Prigionieri
di un sogno
di Lea Melandri

Canova
C'è
nell'amore-passione, l' "anelito primordiale" che spinge la
coppia degli innamorati a bastare a se stessa, una innegabile componente
claustrofilica. Nessuno inorridisce se il "desiderio di possedere
e di essere posseduti" va a cercare le sue immagini nelle oscure
viscere dell'organismo che ha stretto insieme la madre e il figlio, nel
tempo che precede la nascita. "Il figlio -scrive Paolo Mantegazza
nel suo libro Le estasi umane (1887)- è membro vivo della madre,
è carne della carne di lei, è sangue del suo sangue; ma
anche quando il frutto si è staccato dal ramo che l'ha nutrito,
non cessa per questo di essere membro delle membra materne. L'ovario più
non l'abbraccia, ma lo stringono ancora le braccia innamorate, lo scaldano
i baci e le carezze". L'orizzonte chiuso della prima dimora degli
umani, l'assenza di parola, la quiete intrauterina che ancora non conosce
strappi e separazioni, sono quei simboli corporei che la coppia originaria,
nella sua parziale indistinzione, ha lasciato agli amori adulti, la prigione
di cui si sente la dolorosità solo quando manca. L'amore è
la barriera che l'uomo innalza ossessivamente e irragionevolmente a difesa
di una libertà -dalla morte, dal dolore, dalla perdita- che finisce,
al contrario, per allontanarlo dal mondo e dai suoi simili. Il "disagio"

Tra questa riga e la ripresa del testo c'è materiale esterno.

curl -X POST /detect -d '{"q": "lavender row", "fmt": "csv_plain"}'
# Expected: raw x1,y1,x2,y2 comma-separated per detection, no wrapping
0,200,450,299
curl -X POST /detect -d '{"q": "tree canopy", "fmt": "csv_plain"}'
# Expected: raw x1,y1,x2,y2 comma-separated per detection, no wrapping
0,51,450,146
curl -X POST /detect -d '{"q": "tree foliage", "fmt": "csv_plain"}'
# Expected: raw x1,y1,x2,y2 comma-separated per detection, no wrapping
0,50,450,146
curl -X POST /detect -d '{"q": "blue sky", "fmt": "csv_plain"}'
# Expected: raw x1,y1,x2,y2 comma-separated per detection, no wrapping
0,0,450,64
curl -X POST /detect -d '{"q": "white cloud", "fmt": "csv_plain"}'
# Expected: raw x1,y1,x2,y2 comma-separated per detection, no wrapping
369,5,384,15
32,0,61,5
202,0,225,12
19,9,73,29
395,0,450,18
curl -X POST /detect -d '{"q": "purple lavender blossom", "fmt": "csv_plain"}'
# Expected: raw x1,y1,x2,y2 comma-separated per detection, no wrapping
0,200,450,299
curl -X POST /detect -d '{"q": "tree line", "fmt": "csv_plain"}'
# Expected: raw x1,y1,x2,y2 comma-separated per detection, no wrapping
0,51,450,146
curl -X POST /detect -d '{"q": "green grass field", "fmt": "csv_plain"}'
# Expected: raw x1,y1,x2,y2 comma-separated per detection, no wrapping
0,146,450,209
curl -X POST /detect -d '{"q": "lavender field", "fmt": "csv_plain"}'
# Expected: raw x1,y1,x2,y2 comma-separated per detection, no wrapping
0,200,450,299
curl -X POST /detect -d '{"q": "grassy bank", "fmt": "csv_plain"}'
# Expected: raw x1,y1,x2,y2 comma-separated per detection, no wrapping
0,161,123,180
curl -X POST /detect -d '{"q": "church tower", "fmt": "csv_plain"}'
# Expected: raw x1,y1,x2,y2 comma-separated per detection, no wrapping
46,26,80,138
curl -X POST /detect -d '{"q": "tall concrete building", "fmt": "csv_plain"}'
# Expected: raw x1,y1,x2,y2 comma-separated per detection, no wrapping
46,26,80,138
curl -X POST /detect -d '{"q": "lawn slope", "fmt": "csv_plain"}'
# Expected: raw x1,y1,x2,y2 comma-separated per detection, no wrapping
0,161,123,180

che tiene la civiltà sospesa sulla voragine delle proprie origini,
su quelle "pulsioni elementari" che la costringono, suo malgrado,
a camminare all'indietro, non è molto diverso dalla tentazione
di avvicinare e sovrapporre la due bocche di vulcano che stanno all'inizio
e alla fine di ogni esistenza, l'utero e la tomba. Là dove è
attesa la rivelazione piena del proprio essere, il ricongiungimento di
parti che si sono fatte a lungo la guerra -l'uomo e la donna, la mente
e il corpo, la storia e la biologia- torna ad aleggiare il "sovrumano
silenzio" dell'inorganico e della morte. "L'unico momento
in cui due destini arrivano sul serio a penetrarsi -scrive Alberto Asor
Rosa ne L'ultimo paradosso (Einaudi 1985)- è lo stesso in cui ogni
comunicazione cade: la Grande Comunicazione richiede che non vi sia nessuna
comunicazione. Si era in due, e si diventa uno solo: sembra il massimo
dell'identificazione, il massimo della conoscenza, ma non si può
parlare
"
Finché l'amore resta vincolato al sogno di fondere due esseri in
uno, quasi fossero le due metà di un intero, non può che
essere vissuto come terribile necessità: condizione di sopravvivenza
per la donna, che è costretta a mutuare dall'altro sesso la propria
ragione di vivere, esercizio forzato di potere per l'uomo, protagonista
unico delle sorti del mondo. Il dubbio con cui Pierre Bourdieu chiude
la sua meticolosa analisi del "dominio maschile" è meno
paradossale di quanto sembri, e conferma quel volto doppio con cui l'amore
ha attraversato i secoli: croce e delizia, gelo ed estasi, pienezza e
annichilimento: "L'amore è un'eccezione, la sola, anche
se di prima grandezza, alla legge del dominio maschile, una messa tra
parentesi della violenza simbolica, o la forma suprema, perché
la più sottile, la più invisibile, di tale violenza?".
L'amore è dunque "armonia", reciprocità, rigenerazione,
oppure smarrimento, sacrificio di sé, "atto sacrilego"
rispetto all'individualità propria e dell'altro, come dice l'Aleramo?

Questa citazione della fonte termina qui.